Siempre es lo mismo. Uno de los mayores obstáculos que tienen las autoridades para hacerle frente a la problemática de la pólvora, es que los ingredientes básicos para elaborarla siguen consiguiéndose en cualquier almacén de insumos químicos: pese al riesgo que representan, comprarlos y transportarlos en la ciudad no configura ningún delito.

Para fabricar petacas o tumbarranchos, dos de los artefactos con mayor poder destructivo, y a la vez dos de los elementos más vendidos por los polvoreros, sólo se necesita nitrato de potasio (salitre), carbón y azufre. Un par de libras se consiguen por menos de $40.000 en el centro de Cali y la mayor exigencia que los dependientes hacen para entregar el material es pedirle el número de cédula a los compradores. Aunque a menores de edad también les entregan los químicos.

Así lo pudo comprobar esta semana El País, en un recorrido por algunas factorías de insumos, donde ninguno de los vendedores puso reparo en entregar los ingredientes que, al mezclarse, derivan en la mortal combinación de la pólvora. Uno de ellos, trabajador de un almacén ubicado en la Carrera Primera, incluso confesó que justamente eso es lo que más venden por estos días. “Uno aquí no se pone a preguntar para qué llevan las cosas. Uno simple vende, esto no es una costurería”.

Pero Álvaro Sánchez, subintendente de la Policía Metropolitana y miembro del Grupo Antiexplosivos, dice que hay otra dificultad de mayor tamaño en la lucha que año tras año dan en las calles: “Las ventas más grandes de material ilegal y las fábricas más peligrosas de explosivos, se hacen camufladas en negocios y casas que son muy difíciles de detectar”.
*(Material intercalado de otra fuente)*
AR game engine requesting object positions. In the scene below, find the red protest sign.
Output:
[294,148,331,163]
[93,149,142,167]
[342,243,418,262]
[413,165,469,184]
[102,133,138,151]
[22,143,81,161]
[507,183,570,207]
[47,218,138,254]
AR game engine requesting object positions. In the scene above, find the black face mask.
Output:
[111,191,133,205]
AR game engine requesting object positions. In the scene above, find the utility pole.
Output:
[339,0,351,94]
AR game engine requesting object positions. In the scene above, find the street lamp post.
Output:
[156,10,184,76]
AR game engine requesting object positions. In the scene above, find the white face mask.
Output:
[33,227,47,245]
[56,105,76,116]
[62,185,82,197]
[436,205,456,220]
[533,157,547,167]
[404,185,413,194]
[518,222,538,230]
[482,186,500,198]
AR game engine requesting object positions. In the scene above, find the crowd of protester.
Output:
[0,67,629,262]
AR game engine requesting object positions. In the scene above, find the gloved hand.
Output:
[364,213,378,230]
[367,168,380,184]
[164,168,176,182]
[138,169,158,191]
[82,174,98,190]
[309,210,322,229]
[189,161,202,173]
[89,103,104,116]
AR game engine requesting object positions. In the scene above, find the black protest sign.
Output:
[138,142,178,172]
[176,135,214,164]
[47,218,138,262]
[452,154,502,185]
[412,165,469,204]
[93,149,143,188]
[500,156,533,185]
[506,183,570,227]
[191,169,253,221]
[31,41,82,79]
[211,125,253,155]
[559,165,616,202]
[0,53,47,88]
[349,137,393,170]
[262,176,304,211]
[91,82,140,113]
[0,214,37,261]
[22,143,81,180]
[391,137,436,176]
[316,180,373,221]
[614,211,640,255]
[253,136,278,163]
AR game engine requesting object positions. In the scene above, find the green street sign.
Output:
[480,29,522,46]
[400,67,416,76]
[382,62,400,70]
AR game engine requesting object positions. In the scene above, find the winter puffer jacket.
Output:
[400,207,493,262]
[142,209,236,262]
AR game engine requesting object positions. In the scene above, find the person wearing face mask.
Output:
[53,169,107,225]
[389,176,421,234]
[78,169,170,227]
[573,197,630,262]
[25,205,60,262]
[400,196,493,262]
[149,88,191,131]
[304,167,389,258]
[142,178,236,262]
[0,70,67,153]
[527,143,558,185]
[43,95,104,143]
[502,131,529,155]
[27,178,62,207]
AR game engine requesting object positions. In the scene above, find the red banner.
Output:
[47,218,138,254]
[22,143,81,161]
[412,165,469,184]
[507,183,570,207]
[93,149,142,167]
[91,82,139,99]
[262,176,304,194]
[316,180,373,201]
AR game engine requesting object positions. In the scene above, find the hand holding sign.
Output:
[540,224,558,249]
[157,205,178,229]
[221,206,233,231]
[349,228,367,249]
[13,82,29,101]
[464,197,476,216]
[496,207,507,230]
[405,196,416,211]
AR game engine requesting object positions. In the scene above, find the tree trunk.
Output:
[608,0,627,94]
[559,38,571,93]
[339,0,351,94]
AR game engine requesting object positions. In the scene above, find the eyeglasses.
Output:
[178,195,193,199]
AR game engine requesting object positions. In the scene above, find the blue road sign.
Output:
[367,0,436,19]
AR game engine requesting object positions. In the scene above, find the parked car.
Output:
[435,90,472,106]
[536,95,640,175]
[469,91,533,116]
El oficial cuenta de polvorerías que han descubierto funcionando en Mariano Ramos, San Judas, Meléndez, la Nueva Floresta, Alfonso López y hasta en el jarillón del río Cauca. “Aunque parezca inaudito, las hemos encontrado en casas de familia, en ranchos de esterilla y escondidas detrás de muchas tiendas de abarrotes”.

En lo corrido de este año, la Policía incautó y destruyó cerca de dos toneladas que también fueron decomisadas en La Cumbre, Jamundí y en el sector de Juanchito.

Esta semana comenzarán nuevos operativos urbanos y rurales y los padres ya fueron advertidos: sobre ellos recaerá la culpa de cada niño quemado.

Sánchez espera que este año sea distinto. Pese a que cada vez ocurre lo mismo, el agente es un hombre de fe.